This entry has nothing to do with my new book, and yet it does. With its publication, I have finally realized that I do good work. Perfect – no. Good - yes. Am I bragging – yes. False humility is just as wrong as unsupported bragging.
When I look back upon my life, I see that I have achieved a great deal, despite my rough upbringing, despite the years of physical, verbal, and psychological abuse, despite the resulting depression with which I am constantly struggling, and the paranoia which comes with it.
1. For any of you who express yourself through prose or poetry, listen to the justifiable criticism – the criticism which will improve your craft and learn from it..
2. Ignore those who self-righteously question your motives for writing, because they are the “experts” in the field and not you.
3. Realize that no one, yourself included, is perfect and neither is your writing.
4. Accept the honest mistakes you make. If someone questions your scholarship, revisit the research to see if you did err. If you did, admit it and go on from there. Learn from it.

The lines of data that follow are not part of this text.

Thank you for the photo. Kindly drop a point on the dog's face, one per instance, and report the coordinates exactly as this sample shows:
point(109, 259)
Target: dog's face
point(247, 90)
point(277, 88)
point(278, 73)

5. If you were right, assert yourself and stand your ground based upon an honest re-evaluation of your work.
6. If you review books, poetry, and art, be honest but not brutal about it. Do not crush the author’s spirit. Rather, offer suggestions about what should have been done so the writer can revise it or make corrections in following works. Always keep in mind that when a person writes, he/she has generally invested their soul and love into what they have produced.
7. Do not lose sleep over nitpicking criticism. If you must, send the critic a pen with the suggestion to rewrite or edit the book to correct its errors.
8. When you write, make it the best you can do. Get a good editor to help you refine the work, which will protect you from a lot of grief.
9. Continue to improve your craft without sacrificing your unique style of presentation. No two writers, no two people, including identical twins, are the same. Our uniqueness makes us individuals.
10. Believe in yourself. If you do not believe in what you have written, do not expect anyone else to either.
11. I know that I am “not wrapped too tight,” that I sometimes “row with only one oar” but I also know that I am a good historian and a thorough researcher. I know that not everyone likes what I write. Fine. If they bought the book and threw it away, I still will get my royalty.
Like Popeye, “I y’am what I y’am and that’s all that I y’am.” I will not change how I write or the subject about which I write. “Can’t make a silk purse out of the wrong end of the pig.” Above all, I know that I have flaws and am not perfect but I have determined that I need to follow my own admonition regarding critics: “Stand to It and Give Them Hell.”